I did and it did. I mean, I wasn’t too sure about how it tasted, but it definitely sounded different. Well, may be better too. In a whacked-out sort of way. Sanjay Malhotra, the much-awarded fashion designer is also the director of ‘Indja’, a gay travel boutique. I had asked Sanjay whether the ‘j’ in his ‘Indja’ was a gimmick. Besides the taste thing, “adding a ‘pink’ to the company name would have been a cliché,” feels Sanjay. ‘Pink’ might be cliché, still gay-friendly travel companies like Pink Escapes and Pink Vibgyor which are just over a year old are witnessing business growth in double digits.
It all started in July 2009 when a New Delhi High Court repealed Section 377 which criminalised homosexual activity; a draconian 148-year-old colonial British law which proscribed homosexual intercourse as ‘carnal intercourse against the order of nature’. The long-awaited verdict summed up with a ‘...it is the recognition of equality which will foster dignity in every individual.’ A landmark victory for the LGBT (lesbian, gay, bisexual, transgender) community in the country, the decriminalisation also accorded the community their own identity and eventual courage to be themselves in public. There would be no more hovering in shadows nor, pardon the cliché, hiding in closets. There would be no more hounding or harassment by moralists, political hooligans (save Mumbai) or zealot cops. The new dawn was marked by rainbow parades and gay pride marches all over the country. Tourism industry also opened its eyes to the ‘pink dollar’.
“The LGBT community has more disposable income as most community members have less family commitments,” says Bhuvan Mehta who owns Pink Escapes. “They are also the ones who travel and spend a lot compared to others.” The potential of the ‘pink dollar’ was industrialised with the capital hosting the first edition of Asian Symposium on Gay and Lesbian Tourism in 2011. Not only travel agents, hotel owners and gay tour operators, but the event also witnessed participation by prominent members of the gay community – present to put forth their expectations while travelling by presenting the problems they faced while doing so. “It was an eye-opener on all levels, a stupendous learning experience for everyone,” he says.

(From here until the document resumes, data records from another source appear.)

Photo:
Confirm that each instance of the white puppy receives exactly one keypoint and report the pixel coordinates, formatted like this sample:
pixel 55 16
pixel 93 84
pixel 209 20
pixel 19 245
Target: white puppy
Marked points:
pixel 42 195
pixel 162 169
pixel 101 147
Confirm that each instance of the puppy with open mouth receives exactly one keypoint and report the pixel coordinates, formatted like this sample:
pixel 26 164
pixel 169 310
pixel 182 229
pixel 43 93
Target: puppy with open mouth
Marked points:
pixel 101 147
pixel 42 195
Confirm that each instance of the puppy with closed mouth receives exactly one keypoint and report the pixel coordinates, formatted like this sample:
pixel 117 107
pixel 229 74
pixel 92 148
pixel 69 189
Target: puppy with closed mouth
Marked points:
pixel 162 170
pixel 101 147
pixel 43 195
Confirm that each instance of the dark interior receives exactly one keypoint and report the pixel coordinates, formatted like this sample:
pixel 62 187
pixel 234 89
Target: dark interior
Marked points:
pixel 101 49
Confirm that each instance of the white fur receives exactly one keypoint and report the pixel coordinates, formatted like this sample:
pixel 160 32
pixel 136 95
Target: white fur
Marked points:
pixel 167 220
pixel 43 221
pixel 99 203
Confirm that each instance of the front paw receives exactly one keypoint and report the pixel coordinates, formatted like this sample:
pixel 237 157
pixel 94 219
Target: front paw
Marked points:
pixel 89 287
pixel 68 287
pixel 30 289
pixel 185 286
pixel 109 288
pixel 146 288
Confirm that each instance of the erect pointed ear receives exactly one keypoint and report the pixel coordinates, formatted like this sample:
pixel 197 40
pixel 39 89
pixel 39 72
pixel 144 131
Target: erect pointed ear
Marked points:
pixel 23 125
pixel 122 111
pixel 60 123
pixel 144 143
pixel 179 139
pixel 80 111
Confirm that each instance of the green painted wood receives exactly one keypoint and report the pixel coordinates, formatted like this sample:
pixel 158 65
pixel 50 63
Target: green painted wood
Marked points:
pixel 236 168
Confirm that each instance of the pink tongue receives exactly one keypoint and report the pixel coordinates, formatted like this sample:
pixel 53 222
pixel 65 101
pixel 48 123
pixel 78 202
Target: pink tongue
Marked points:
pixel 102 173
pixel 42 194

“There can be no overnight end to the problems, or prevalent situations where gays are regarded more as queers,” says Sanjay. Though we are the liberal Land of the Kamasutra, we as a people are not exactly above frowning, even jeering at adult males holding hands in public. “The transition in our attitude towards various sexualities can be brought about only gradually.” Indja has devised a programme called ‘Pinkperfect’ – a special training programme for hotel staffs on how to treat an LGBT traveller. Right from not looking amused or scandalised, not even staring at a little PDA, the programme lays huge emphasis on gallant and chivalrous behaviour. Currently imparted in the participating hotels in and around Delhi, it will soon be taken to partner hotels in metros all over India. With the house in order – or on the way – we can now move to the bigger picture of travel.
‘One size doesn’t fit all’ says Outjourneys about their customised tours. Individual or in groups, tell them the number of days and the places you want to visit, hint your budget and they promise to revert with the best experiential itinerary. Apart from the usual sights, all the travel companies also promise that extra – in most cases, an experiential angle. Pink Escapes gives you the option of attending an Indian wedding as well as an evening cuppa over talks with a prominent historian where you are privy to gleaned information on the country’s rich and varied past. “Another ‘delightful pink experience’,” as Bhuvan puts it, “is meeting exceptionally talented people from the LGBT community and spending time with them.” The capital abounds in singers and painters, designers and musicians from the community. “Not just acquaintances, but such meetings have also been instrumental in forming lifelong friendships,” Bhuvan assures.